2013 I Am My Own Prisoner
Much of my work involves an intensely personal journey of close bodily scrutiny – I am forever searching for some evidence of the invisible inner psyche that might surface in the external physical body. In this image, I express not only some extremely private sentiments, but also attempt to tap into a more timeless and universal sadness that is an inevitable part of the human condition. The individual identity of the figure (in fact my own) is not imperative to the meaning of the work, and the bonds depicted in this image are not physical – they are symbolic of the crosses we all bear, the burdens we carry, the personal demons we all fight, and the restraints we place upon ourselves, often unknowingly, that prevent us from reaching our full potential.
For me this drawing also expresses the mixed feelings I have about being an artist. It is at times a very solitary profession, one that involves an acute sensitivity to which all the vagaries of life can become almost overwhelming to the extreme. And yet, this is something that I have to do – I almost have no choice in the matter. I struggle every day to deal with the world around me, and my way of making sense of it all is through my art. In making this work I am coming to terms with my own demons, in large scale, on full public display for all to witness. This is a painful process, but doing it in this way means that I can’t back away from it. The work has to be finished. I’ve heard it said before that the deepest pain can bring forth true strength, courage and self-knowledge. I believe this is true for all of us in whatever form this revelation will take.
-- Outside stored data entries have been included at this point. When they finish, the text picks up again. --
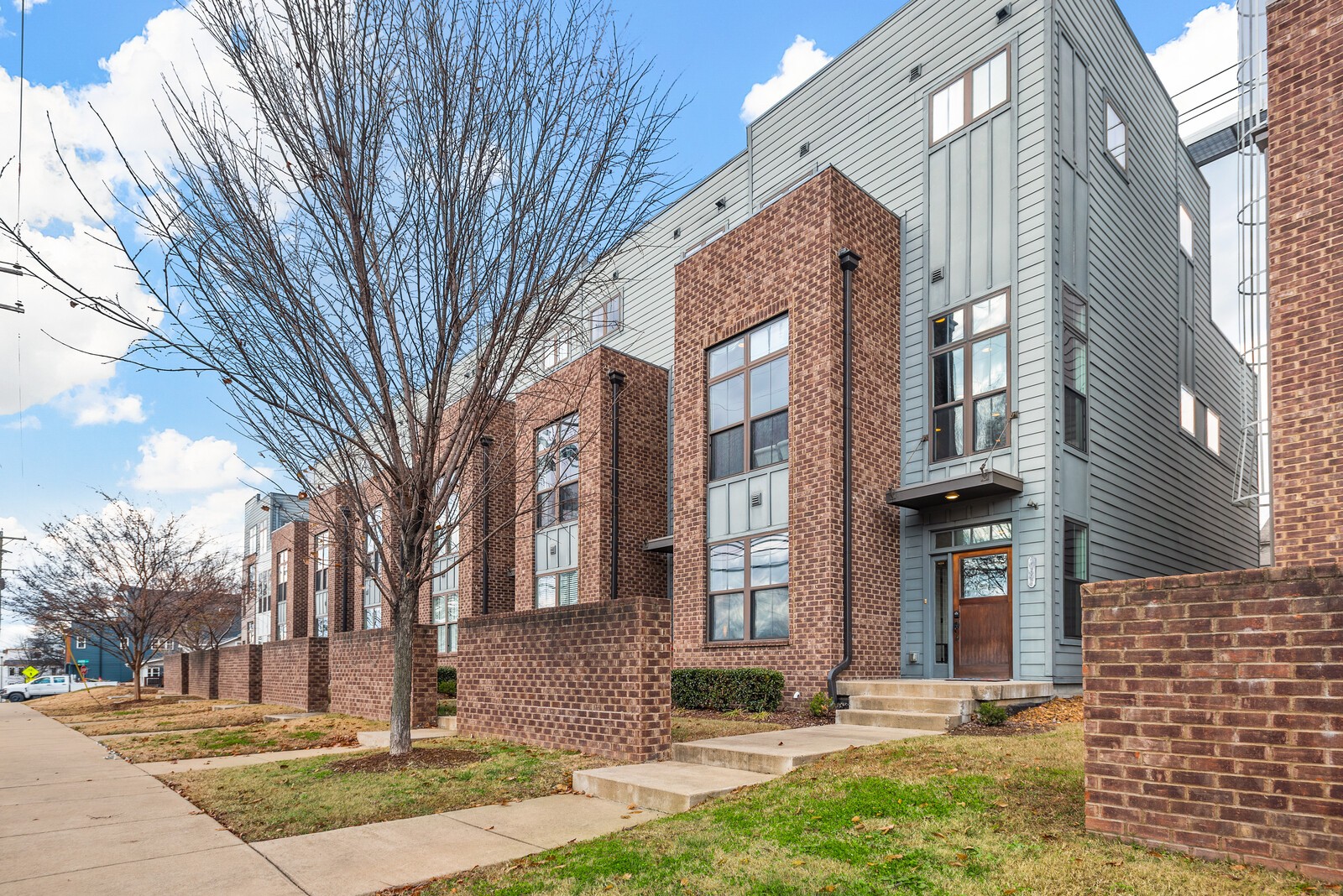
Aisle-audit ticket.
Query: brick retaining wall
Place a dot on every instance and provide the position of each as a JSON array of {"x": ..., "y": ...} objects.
[
  {"x": 1215, "y": 715},
  {"x": 239, "y": 672},
  {"x": 203, "y": 675},
  {"x": 295, "y": 674},
  {"x": 362, "y": 675},
  {"x": 176, "y": 676},
  {"x": 591, "y": 676}
]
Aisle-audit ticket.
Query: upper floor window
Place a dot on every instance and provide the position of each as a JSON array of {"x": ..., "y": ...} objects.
[
  {"x": 749, "y": 400},
  {"x": 557, "y": 472},
  {"x": 1074, "y": 369},
  {"x": 970, "y": 96},
  {"x": 970, "y": 378},
  {"x": 606, "y": 317},
  {"x": 1116, "y": 136},
  {"x": 1186, "y": 232},
  {"x": 554, "y": 353}
]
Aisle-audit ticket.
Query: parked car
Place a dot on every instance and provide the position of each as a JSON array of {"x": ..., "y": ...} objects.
[{"x": 49, "y": 685}]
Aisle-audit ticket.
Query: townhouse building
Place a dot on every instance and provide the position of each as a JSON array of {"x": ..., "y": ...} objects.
[{"x": 881, "y": 393}]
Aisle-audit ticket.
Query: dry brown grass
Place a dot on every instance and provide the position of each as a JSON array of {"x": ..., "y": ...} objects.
[{"x": 309, "y": 732}]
Making a work on this scale is an act of physical and mental endurance. It is exhausting, but at the same time exhilarating. The process of creating is important to me, even more important than the finished product itself, and perhaps knowing that the work would not be permanent has allowed me a much greater freedom than I would have had otherwise. The ephemeral nature of this work is significant in that it is a unique event, witnessed only by a few, and will not end up wrapped in bubblewrap and dust in a corner of my studio. It will in fact remain on the wall, under a few coats of paint, for as long as that wall stands. This thought makes me smile – at the end of the day, the art still remains.